Fetal Positions and Faith
Deb fell on the bed and shrank into the familiar fetal position. She curled up and embraced its comfort like a toddler clinging to the frayed edges of a favorite blanket. The latest news regarding her prodigal son had not just nudged her, but dropkicked her back to this place of darkness.
She was tired of the phone calls from hospitals, jail, and mental health workers; the grief and depression, the memories of twenty years of parenting and homeschooling seemingly shredded by four years of her son’s rebellion, hardheartedness and sin.
“How long, oh Lord, how long?”
She pulled her knees closer, shut her eyes and prayed for sleep. But sleep eluded her. If only she could escape into its blessed relief. Perhaps tonight would be the night of Christ’s return and she would wake up in heaven, wounded no more. The longing ache to see her Savior’s face spilled over into tears, and she marveled that she could still produce tears, had not somehow run dry. You’d think the soul would eventually get used to a “new kind of normal”. Why did the pain seem so shockingly new every time?
Deb sighed, sat up in bed and turned on the light. She glanced at her journal and Bible on the shelf beneath her nightstand, and grimaced. How many months had it been since she’d read God’s Word, or written in her journal? She couldn’t even remember. When had she begun to close her heart’s door, so no words could enter or exit? Deep down inside, she knew that God’s Word offered her comfort, hope and truth that had the ability to transform her thinking and emotions. Why had she not reached for it for so long now? She wondered, also, when her own stream of words had ceased to flow onto the pages of her journal?

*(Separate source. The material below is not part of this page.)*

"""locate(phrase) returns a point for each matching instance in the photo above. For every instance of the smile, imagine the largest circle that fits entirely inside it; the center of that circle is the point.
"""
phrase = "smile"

Maybe she just didn’t have much to say anymore, had finally run out of words.
She thought of Mercy Me’s song lyrics: “I’m finding myself at a loss for words, and the funny thing is, it’s okay. The last thing I need is to be heard, but to hear what You would say.”
Digging through a pile of books, Deb took hold of her Bible and ran her hand over its cover. She clenched her teeth and opened its pages, wincing at her attitude of practically challenging God to breathe life into her languishing spirit.

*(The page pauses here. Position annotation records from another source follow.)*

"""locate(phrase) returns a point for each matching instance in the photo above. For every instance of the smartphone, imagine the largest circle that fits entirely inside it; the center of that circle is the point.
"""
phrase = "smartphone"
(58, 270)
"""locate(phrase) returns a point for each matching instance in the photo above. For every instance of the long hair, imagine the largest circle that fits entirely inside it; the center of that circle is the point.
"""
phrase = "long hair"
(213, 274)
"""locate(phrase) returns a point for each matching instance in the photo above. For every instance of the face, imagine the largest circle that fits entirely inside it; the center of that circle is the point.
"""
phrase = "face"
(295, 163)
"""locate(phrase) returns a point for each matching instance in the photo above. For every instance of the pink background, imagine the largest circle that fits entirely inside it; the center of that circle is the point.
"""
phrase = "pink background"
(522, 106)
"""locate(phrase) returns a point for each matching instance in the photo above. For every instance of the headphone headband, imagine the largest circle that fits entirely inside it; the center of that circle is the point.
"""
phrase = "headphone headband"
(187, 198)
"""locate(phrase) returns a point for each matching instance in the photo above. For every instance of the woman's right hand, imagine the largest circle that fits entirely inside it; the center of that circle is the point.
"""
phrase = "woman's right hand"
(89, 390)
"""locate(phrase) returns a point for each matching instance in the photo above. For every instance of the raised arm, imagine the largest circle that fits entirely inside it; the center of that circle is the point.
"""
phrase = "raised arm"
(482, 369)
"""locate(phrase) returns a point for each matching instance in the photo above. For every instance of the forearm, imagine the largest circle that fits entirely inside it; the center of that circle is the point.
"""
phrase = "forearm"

She opened to John 16:20-22 and read:
“I tell you the truth, you will weep and mourn while the world rejoices. You will grieve, but your grief will turn to joy. A woman giving birth to a child has pain because her time has come; but when her baby is born she forgets the anguish because of her joy that a child is born into the world. So with you: Now is your time of grief, but I will see you again and you will rejoice, and no one will take away your joy.”
Her mind grabbed hold of the words, the promise. Jesus said that grief would be a part of her experience here in this broken world, but that it would not last forever. There would come a day when her grief would become joy and mourning would transform into gladness. One day a God-given joy would both eclipse and redeem her suffering.
Deb opened her journal and flipped through the pages that had chronicled her journey through the years of pain. She stumbled across a quote by Martin Luther, who also struggled with frequent bouts of depression:
“I still constantly find that when I am without the Word, Christ is gone, yes, and so are joy and the Spirit. But as soon as I look at a psalm or a passage of Scripture, it so shines and burns into my heart that I gain a different spirit and mind … We must not judge by what we feel or by what we see before us … the Word must be believed even when we feel and experience what differs entirely from the Word. Feeling must follow, but faith, apart from all feeling, must be there first.”
Martin Luther understood the connection between the mind, the emotions and the power of God’s Word to transform them both. And once again, Deb did too. She didn’t break forth into song, or even smile. But she did sit up a little straighter, and then opened her Bible to the Psalms.